I tried things such as: $$\frac{a+b}{c} + 6c \ge 2\sqrt{6(a+b)}$$ or $$\frac{a}{c} + 3c \ge 2\sqrt{3a}$$ which if summed side by side would equal : $$LHS \ge 4\sqrt{3a} + 4\sqrt{3b} + 4\sqrt{3c}$$
From what I have to prove , it seems that I need to get on the RHS a big square root of the factor 8 and factor $(\sqrt\frac{1-a}{a} + \sqrt\frac{1-b}{b} + \sqrt\frac{1-c}{c})$ but I don't see any methotds how.
Any kind of help would be great and thank you in advance.

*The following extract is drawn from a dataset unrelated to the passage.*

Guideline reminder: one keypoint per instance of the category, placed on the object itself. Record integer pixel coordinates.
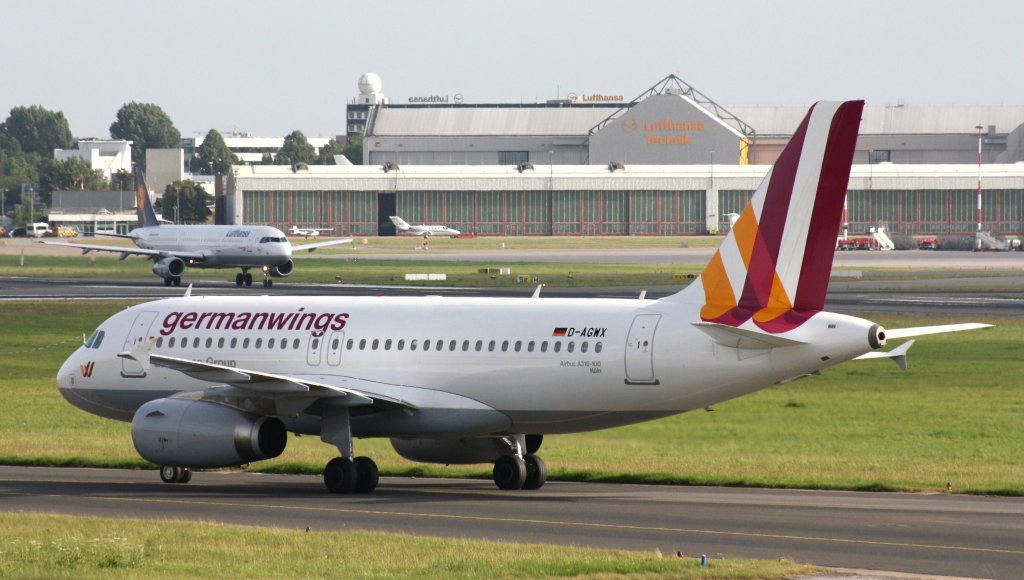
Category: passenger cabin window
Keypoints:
(96, 339)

From a+b+c=1 we get that a+b=1-c etc, so the LHS is equal to $\frac{1-a}{a}+\frac{1-b}{b}+\frac{1-c}{c}+6$. We can use the notation $x=\frac{1-a}{a}, y=\frac{1-b}{b}, z=\frac{1-c}{c}$ and now the inequality can be written as $x+y+z+6 \geq 2\sqrt{2}(\sqrt{x}+\sqrt{y}+\sqrt{z})$. Multiplying the RHS and moving everything to the LHS, we get $(x-2\sqrt{2x}+2) +(y-2\sqrt{2y}+2) +(z-2\sqrt{2z}+2) \geq 0$, which is equivalent to $(\sqrt{x}-\sqrt{2})^2+(\sqrt{y}-\sqrt{2})^2+(\sqrt{z}+\sqrt{2})^2 \geq 0$, which is true. Given the fac that $a+b+c=1$ and $\sqrt{\frac{1-a}{a}}$ is defined, we don't have to check the boundries of $x,y,z$.